Sometimes though, good acting is not enough and neither is personal attraction. Take the example of Laurence Olivier and Vivian Leigh in Fire Over England. This is a screen couple who should have incendiary chemistry on screen. They were married in real life. Olivier is beautiful and Vivian Leigh is an actress I've always admired for her ability to maintain her dignity in undignified situations. And yet, Olivier and Leigh are completely blah together on screen. Olivier does better in scenes with May Robson and Tamara Desni. What the...? I think it is because Leigh and Olivier are both such big actors that they weren't giving the other person enough space on screen. And that is really the only logical explanation because in That Hamilton Woman, a later performance, they are terrific.
This brings up an important thing that I've observed over the years, that chemistry, whatever it is, is not necessarily created instantly, but is often the product of years of working together. Cary Grant and Irene Dunne are wonderful together in The Awful Truth. And yet, by their third film together, their comic timing and their ease with one another was so great that in comparison they seem a bit awkward in the earlier performance. They hide it well with lots of hostility, which is in the language of screwball comedy, a byword for love and attraction. But their love scenes together are flat in comparison to Penny Serenade, or My Favorite Wife, both of which are far more effective at convincing the audience that this is a married couple. Though these later films are vastly inferior to The Awful Truth in many respects I still enjoy watching them because of the chemistry between Dunne and Grant.

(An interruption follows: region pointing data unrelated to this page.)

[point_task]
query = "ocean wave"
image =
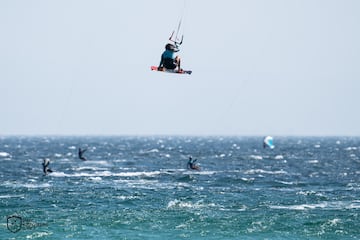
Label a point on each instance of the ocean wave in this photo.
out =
(261, 171)
(194, 205)
(5, 154)
(255, 157)
(337, 205)
(105, 174)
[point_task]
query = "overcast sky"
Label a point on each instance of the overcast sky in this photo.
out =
(260, 67)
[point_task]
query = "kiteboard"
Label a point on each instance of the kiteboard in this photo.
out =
(154, 68)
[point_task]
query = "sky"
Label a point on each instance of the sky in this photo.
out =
(260, 67)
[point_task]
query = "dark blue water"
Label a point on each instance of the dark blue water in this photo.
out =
(139, 188)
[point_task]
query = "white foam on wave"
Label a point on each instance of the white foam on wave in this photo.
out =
(350, 148)
(105, 174)
(5, 154)
(193, 205)
(336, 205)
(261, 171)
(256, 157)
(11, 196)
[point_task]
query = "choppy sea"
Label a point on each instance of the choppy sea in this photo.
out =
(140, 188)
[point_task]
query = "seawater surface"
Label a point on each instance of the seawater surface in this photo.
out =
(140, 188)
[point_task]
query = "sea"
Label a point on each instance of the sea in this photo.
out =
(139, 187)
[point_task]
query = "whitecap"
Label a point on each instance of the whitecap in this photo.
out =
(256, 157)
(257, 171)
(182, 204)
(313, 161)
(4, 154)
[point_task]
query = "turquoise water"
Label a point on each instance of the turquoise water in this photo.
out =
(139, 188)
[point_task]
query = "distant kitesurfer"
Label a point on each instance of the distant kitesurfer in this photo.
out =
(81, 153)
(46, 169)
(192, 165)
(168, 58)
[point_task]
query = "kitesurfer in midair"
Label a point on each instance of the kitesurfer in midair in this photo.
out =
(46, 163)
(81, 154)
(169, 59)
(192, 165)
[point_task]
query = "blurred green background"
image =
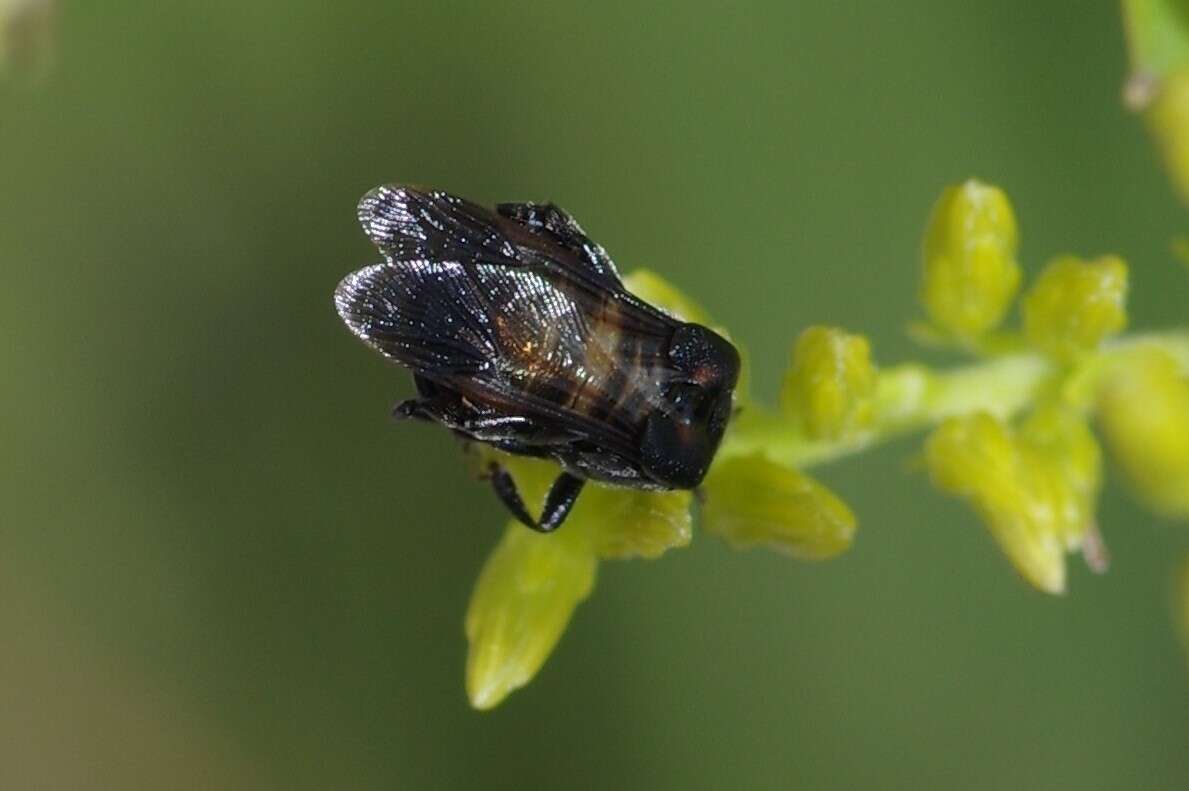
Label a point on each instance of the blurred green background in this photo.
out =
(221, 565)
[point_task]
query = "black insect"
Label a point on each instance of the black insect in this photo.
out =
(520, 334)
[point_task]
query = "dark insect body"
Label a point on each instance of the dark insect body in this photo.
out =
(520, 334)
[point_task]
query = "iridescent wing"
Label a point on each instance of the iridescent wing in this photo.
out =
(518, 311)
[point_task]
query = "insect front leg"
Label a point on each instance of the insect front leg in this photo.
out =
(504, 487)
(561, 497)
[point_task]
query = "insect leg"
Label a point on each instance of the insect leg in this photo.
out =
(560, 500)
(505, 489)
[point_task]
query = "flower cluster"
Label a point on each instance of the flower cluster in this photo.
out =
(1012, 433)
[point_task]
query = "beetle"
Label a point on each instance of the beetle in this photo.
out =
(520, 334)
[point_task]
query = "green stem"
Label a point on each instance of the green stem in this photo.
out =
(912, 397)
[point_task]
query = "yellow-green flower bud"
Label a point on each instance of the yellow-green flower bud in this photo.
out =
(1059, 441)
(970, 274)
(1144, 410)
(1168, 118)
(1035, 491)
(521, 604)
(1181, 603)
(633, 523)
(1074, 305)
(830, 385)
(752, 501)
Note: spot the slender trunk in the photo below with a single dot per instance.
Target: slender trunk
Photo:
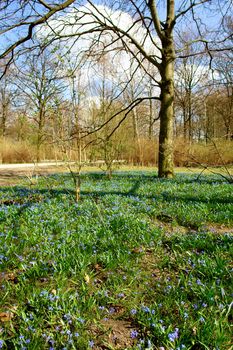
(166, 166)
(150, 119)
(39, 134)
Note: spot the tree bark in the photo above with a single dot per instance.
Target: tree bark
(166, 165)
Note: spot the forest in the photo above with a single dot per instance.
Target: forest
(116, 201)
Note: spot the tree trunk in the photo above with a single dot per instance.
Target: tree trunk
(166, 166)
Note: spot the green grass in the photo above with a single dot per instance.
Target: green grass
(138, 263)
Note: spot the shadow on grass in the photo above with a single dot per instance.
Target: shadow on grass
(28, 196)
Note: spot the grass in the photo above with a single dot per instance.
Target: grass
(138, 263)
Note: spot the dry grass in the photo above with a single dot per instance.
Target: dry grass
(144, 153)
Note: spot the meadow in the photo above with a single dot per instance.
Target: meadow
(137, 263)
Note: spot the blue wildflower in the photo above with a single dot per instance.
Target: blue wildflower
(134, 334)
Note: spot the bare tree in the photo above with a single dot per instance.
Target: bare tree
(148, 36)
(39, 82)
(144, 30)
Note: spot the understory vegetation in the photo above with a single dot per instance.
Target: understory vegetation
(137, 263)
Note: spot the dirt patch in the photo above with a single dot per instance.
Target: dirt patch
(115, 334)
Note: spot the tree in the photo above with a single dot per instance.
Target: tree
(145, 31)
(39, 82)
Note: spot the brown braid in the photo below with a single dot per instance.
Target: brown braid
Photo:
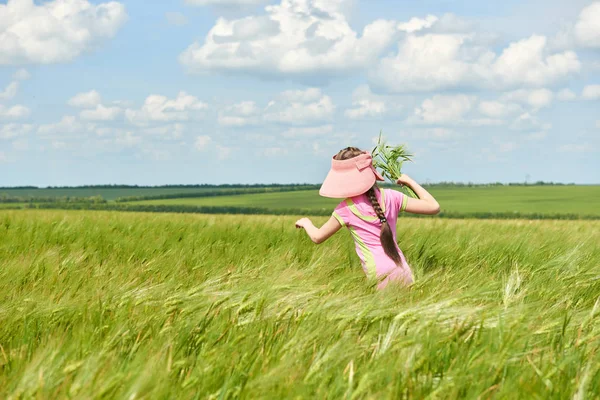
(386, 236)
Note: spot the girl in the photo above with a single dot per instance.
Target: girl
(370, 214)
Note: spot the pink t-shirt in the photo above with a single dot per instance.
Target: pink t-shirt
(357, 214)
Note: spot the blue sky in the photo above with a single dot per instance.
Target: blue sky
(258, 91)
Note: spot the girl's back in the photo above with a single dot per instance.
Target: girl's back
(357, 214)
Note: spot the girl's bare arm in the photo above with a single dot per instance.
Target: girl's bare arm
(425, 204)
(319, 235)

Sometimes dislike photographs as "like" and accounts for chemistry. In Wuthering Heights Olivier and his co-star Merle Oberon famously hated one another. They fought on set and Oberon told people that Olivier was repulsive with bad breath and a habit of spitting when he spoke. This fed perfectly into the underlying theme of movie which is the blurring of the lines between love and hate. After the Production Code came into force in 1934, sex became sublimated as hostility. It is to the point now that when we see a couple who argues or dislikes each other in the first five minutes of the movie, we are perfectly correct in guessing that they will wind up together. Now this is an old trope, that goes back to Much Ado About Nothing (and probably further-- if I were any student of the Classics at all, I could think of a decent pre-Shakespeare example), but it has come to so dominate the genre of Romantic Comedy that there is almost no other pattern of putting people together in contemporary American Movies. And you know what? I'm totally fine with that. I loved Bridget Jones Diary and I'm looking forward to seeing that new movie with Meryl Streep and Alec Baldwin. Opposites still attract, and chemistry, whatever it is, is still king.